Лермонтов тоже не спал в эту ночь и тоже думал…

Как долог день здесь, в Тарханах, как много часов в каждом дне! Он успевал здесь все: прибавил кое-что новое к «Демону», работал над драмой «Два брата». По вечерам садился снова к роялю, вспоминая давно забытые пьесы. В альбоме появились новые рисунки. Но больше всего он наслаждался здесь возможностью думать и быть наедине с самим собой, от чего давно отвык.

Почти четыре года тому назад осенью, переехав в Петербург, он писал Мари Лопухиной: «У самого себя: вот у кого я бываю с наибольшим удовольствием… в конце концов я убедился, что мой лучший родственник — я сам».

С тех пор он утратил это удовольствие: в юнкерской и гусарской жизни оно было недоступно. Теперь же его было вволю.

Но радость быть наедине с собой и быть самим собой часто потухала, сменяясь горьким чувством сожаления о том, что хотелось бы исправить, а сделать этого было нельзя.

В такие минуты он любил повторять чудесные пушкинские строчки:

И горько жалуюсь, и горько слезы лью,
Но строк печальных не смываю.

Он прожил пока двадцать один год, но не казался себе юным.

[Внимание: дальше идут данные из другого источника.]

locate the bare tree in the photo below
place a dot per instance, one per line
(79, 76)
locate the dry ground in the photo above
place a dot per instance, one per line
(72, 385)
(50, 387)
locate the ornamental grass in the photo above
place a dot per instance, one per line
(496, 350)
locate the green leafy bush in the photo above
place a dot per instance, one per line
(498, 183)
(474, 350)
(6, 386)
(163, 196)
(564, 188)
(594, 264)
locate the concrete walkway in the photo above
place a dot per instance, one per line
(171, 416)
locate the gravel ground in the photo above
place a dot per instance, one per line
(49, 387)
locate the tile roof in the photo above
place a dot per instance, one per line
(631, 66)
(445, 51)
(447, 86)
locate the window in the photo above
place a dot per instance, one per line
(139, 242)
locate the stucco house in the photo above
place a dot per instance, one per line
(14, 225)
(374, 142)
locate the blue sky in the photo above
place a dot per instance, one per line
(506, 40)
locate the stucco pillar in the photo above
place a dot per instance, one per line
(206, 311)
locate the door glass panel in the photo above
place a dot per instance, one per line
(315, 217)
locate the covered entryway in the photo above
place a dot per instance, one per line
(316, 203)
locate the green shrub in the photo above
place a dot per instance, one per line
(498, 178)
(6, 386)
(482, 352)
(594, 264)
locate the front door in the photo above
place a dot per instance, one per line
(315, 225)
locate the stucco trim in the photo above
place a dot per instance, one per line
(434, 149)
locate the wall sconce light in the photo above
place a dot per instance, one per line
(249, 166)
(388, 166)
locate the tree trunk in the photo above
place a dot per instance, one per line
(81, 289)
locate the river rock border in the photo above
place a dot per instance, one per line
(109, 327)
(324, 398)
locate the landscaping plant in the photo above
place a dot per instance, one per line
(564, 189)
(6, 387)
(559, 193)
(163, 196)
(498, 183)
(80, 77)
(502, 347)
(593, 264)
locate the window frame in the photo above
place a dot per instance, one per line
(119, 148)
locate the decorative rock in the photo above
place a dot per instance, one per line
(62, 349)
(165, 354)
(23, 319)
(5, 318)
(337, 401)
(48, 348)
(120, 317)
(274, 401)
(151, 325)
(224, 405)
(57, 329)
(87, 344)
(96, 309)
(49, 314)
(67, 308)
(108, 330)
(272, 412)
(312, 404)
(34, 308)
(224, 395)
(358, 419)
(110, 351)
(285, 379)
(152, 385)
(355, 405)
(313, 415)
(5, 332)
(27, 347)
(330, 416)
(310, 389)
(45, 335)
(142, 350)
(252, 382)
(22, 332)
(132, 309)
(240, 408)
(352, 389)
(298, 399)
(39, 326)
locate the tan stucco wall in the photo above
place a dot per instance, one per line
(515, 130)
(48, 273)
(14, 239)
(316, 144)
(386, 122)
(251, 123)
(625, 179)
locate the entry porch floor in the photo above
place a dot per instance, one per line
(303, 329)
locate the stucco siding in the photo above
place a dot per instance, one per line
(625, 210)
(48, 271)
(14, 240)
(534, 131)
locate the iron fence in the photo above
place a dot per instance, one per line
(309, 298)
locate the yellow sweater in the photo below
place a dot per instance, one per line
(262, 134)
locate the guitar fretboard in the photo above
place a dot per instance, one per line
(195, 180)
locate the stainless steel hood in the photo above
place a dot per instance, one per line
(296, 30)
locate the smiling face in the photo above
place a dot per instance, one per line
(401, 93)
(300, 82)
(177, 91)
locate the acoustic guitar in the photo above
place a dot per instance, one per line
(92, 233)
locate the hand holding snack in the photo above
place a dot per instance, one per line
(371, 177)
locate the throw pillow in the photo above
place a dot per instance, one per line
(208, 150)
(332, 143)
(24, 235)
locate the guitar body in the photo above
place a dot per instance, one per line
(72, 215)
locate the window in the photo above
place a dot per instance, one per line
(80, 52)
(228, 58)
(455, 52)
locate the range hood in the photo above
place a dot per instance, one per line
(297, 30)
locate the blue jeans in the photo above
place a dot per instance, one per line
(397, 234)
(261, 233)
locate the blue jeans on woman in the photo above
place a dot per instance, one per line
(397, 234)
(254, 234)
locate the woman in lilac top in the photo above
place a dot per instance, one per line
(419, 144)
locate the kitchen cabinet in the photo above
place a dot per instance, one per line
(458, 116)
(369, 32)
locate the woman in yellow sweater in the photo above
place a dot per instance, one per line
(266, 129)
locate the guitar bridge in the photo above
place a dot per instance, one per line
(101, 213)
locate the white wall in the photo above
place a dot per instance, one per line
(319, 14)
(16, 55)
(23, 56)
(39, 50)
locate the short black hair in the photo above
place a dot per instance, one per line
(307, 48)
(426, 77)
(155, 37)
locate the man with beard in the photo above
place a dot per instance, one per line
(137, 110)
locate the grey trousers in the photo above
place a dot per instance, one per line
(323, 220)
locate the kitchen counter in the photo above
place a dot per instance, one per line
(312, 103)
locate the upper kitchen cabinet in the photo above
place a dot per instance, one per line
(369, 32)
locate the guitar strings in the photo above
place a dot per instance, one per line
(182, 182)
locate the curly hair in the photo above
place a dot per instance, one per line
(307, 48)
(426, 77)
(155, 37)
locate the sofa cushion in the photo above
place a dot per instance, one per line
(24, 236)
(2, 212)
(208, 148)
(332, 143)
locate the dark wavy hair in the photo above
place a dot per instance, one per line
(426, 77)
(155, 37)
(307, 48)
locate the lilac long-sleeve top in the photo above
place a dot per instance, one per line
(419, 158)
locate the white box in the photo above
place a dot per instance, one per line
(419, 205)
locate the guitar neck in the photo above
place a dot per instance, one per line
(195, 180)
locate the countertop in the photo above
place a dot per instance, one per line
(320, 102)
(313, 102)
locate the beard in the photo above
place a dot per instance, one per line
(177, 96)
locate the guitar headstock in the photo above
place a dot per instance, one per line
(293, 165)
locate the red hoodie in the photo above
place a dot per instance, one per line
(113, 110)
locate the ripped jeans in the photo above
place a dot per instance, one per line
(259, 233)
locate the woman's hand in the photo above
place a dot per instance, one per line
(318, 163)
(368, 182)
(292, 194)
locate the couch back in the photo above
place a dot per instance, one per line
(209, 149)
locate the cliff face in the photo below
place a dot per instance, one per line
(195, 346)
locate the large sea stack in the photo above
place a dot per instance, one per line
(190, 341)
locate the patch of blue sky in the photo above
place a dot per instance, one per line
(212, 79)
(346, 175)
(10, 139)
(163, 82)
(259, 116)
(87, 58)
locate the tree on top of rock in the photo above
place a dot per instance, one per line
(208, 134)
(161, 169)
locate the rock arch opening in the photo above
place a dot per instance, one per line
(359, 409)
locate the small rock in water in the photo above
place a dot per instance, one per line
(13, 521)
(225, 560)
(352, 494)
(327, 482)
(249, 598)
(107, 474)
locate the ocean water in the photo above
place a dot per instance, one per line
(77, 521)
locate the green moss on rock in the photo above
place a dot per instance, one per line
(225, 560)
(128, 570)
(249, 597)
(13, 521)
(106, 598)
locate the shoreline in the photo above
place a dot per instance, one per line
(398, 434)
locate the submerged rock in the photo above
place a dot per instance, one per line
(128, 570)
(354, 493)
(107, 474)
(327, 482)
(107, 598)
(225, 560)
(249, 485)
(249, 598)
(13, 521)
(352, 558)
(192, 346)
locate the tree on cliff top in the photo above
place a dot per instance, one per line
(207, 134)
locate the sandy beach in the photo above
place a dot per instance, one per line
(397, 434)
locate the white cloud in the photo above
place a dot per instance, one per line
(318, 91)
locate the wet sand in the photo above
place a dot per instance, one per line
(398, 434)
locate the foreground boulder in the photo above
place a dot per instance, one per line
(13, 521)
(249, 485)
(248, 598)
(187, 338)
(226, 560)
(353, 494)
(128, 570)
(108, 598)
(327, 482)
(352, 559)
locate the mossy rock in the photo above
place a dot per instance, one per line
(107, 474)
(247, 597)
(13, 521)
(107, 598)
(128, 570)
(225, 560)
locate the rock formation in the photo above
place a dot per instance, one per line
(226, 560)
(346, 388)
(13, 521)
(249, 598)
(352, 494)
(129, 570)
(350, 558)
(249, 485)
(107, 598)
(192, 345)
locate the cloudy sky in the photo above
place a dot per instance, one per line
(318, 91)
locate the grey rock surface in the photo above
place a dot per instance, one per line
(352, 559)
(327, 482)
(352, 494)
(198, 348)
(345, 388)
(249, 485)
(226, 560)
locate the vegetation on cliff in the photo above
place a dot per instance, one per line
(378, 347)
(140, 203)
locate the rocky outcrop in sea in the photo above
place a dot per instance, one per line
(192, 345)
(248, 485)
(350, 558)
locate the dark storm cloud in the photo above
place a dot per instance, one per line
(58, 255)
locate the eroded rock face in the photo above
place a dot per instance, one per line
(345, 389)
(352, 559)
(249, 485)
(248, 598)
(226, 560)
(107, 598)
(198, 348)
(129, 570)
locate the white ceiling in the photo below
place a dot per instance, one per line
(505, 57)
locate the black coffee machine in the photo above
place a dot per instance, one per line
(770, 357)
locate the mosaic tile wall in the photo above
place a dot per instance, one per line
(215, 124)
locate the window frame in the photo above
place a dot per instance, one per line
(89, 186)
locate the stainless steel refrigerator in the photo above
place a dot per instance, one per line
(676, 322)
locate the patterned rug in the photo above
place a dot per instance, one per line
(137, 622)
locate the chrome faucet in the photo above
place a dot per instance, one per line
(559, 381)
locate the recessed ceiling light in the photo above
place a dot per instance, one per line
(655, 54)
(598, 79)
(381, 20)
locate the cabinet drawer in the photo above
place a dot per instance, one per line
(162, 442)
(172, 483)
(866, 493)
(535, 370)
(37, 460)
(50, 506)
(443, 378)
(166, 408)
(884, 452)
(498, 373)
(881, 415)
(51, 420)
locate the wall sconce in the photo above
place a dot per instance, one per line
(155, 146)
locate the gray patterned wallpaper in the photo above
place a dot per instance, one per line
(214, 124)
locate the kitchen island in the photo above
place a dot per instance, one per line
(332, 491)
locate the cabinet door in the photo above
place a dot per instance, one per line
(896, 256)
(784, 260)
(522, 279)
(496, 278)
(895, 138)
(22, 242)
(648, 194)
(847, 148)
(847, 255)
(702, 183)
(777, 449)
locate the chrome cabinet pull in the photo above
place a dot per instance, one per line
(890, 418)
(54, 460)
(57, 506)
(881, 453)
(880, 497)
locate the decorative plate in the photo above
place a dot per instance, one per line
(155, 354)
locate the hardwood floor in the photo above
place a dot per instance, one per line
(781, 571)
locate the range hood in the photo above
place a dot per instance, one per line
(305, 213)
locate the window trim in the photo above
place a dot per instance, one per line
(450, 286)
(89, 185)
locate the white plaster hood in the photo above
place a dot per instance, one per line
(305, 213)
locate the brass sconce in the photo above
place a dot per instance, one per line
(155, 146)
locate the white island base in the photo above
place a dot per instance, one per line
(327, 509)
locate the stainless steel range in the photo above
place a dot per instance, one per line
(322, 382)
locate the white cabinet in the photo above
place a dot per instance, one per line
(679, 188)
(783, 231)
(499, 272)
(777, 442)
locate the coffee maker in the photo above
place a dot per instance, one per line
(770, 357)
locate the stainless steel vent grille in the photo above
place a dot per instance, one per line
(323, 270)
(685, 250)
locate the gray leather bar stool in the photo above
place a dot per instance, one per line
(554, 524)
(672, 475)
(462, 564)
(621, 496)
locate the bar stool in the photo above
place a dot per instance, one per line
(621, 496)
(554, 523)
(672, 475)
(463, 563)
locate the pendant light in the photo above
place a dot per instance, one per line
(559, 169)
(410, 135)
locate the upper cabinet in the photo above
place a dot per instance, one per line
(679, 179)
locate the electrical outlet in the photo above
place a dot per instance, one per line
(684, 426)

Нет, даже будучи учеником Благородного пансиона, он уже ощущал в себе уверенную четкость мысли, присущую зрелому возрасту, несмотря на свою любовь к шалостям. И он всегда ценил время. День жизни — целый день! — казался ему огромным сроком, в течение которого так много может совершиться, так много можно пережить!

Он часто говорил Раевскому:

— Ты только представь себе, что через пять минут у тебя отнимут жизнь. Как ты ее тогда оценишь! Как будешь дорожить каждой минутой из этих пяти, и каким огромным сроком будут они для тебя! И если в эти минуты будет тебе светить солнце или ты будешь смотреть на звезды, — какую красоту ты в этом увидишь!.. Вот так и нужно жить всю жизнь.

Здесь, в Тарханах, где жизнь проходила в однообразной смене дней и часов, он именно так переживал время. И день был восхитительно долгим, и часы его — полными смысла.

Он часто поднимался по скрипучей лесенке на антресоли, где жили они когда-то с мсье Капэ, и был глубоко растроган, когда, придя в первый раз, увидал, что все здесь по-прежнему, все стоит на старых местах.

Когда он присаживался к своему детскому письменному столу, ему казалось, что он только что написал свое первое стихотворение, промучившись над ним до тех пор, пока мсье Капэ не сказал ему, что пора спать.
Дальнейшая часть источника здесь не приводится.